System Interface: Software Trace Port

The software trace port is a simple data port with an enable signal. There is no backpressure as the debug infrastructure is not supposed to influence the processor execution.

The interface is defined as:

Name Width Description
id 16 Trace identifier
value VALWIDTH Trace value, width of CPU general purpose registers
enable 1 Trace an event this cycle

Trace generation

The method of emitting a trace event depends on the micro-architecture. Examples for existing processor core architectures are given in the following.

Software Trace Port: OpenRISC

In OpenRISC an interesting property of the instruction set is used: The no-operation l.nop has a parameter K of 16 bit width. The specification defines this parameter to be used for simulation purposes, and it is here used to emit the trace value.

We use this operation for the trace identifier. As the compiler emits l.nop 0x0, the user-defined value of 0x0000 is not available in this specification.

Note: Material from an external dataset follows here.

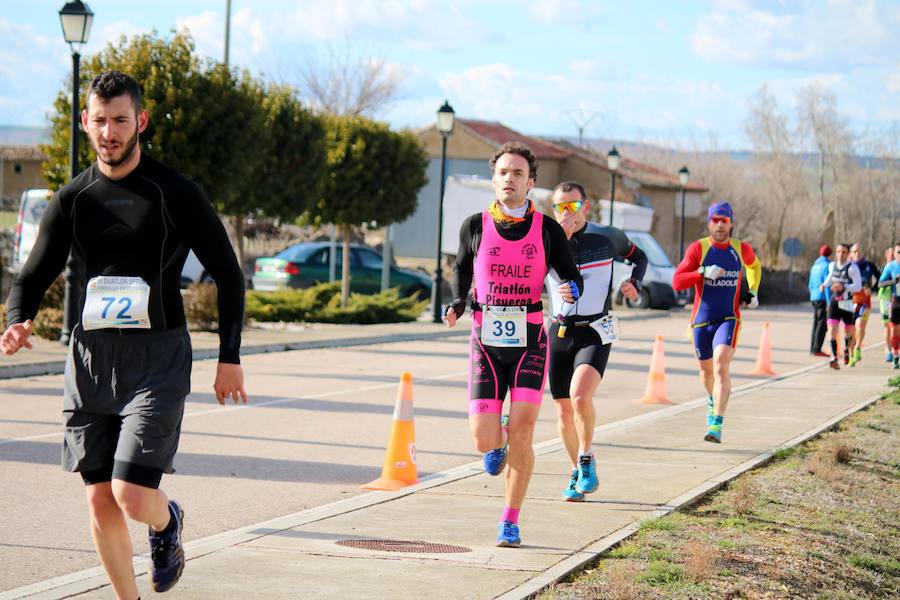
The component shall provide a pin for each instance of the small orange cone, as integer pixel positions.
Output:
(656, 379)
(399, 468)
(764, 356)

The trace value is defined to be written to the general purpose register r3 with the properties described before. As a general purpose register is restored after interrupts, the atomicity property holds. Finally, the register r3 is the first function parameter register in the ABI which eases efficient implementation of library functions for trace events.

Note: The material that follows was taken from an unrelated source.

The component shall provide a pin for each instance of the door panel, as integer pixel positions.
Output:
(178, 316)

In the hardware implementation the writeback stage must be observed and whenever a write to register r3 is observed, the same value is stored into the register value. When completion of an l.nop operation is observed, the operand K (if not equal to 0) and the value are emitted on the trace port for one cycle.

Finally, the following extension is required to support the trace event THREAD_SWITCH: All writes to register r10 must be tracked and if a value is written, the trace event is emitted. The register is historically reserved and in the Linux port used as thread-local storage (TLS), which is unique for concurrently executed threads.

Software Trace Port: RISC-V

In RISC-V an additional control register is added to emit a trace event (non-standard for the moment). A write to this register triggers the emission of the trace event for one cycle.

Beside this, the general purpose register x10 (a0) is tracked for updates as the trace event value, identical to the reasoning for OpenRISC.

Finally the register x4 (tp) may also be tracked and a THREAD_SWICH trace event is emitted on updates to the register.

Software Trace Port: Other cores

The method described for the RISC-V microarchitecture should be applicable to a variety of RISC cores.

Software Trace Port: Out-of-Order

With out-of-order cores it is important to track the accesses to the two data items properly, which can be enforced by a memory fence.

In an out-of-order implementation the software trace port may be implemented more efficiently at stages where the trace event may still be canceled. If that is the case, the software trace port should hold back the value until it can be safely emitted or aborted beforehand.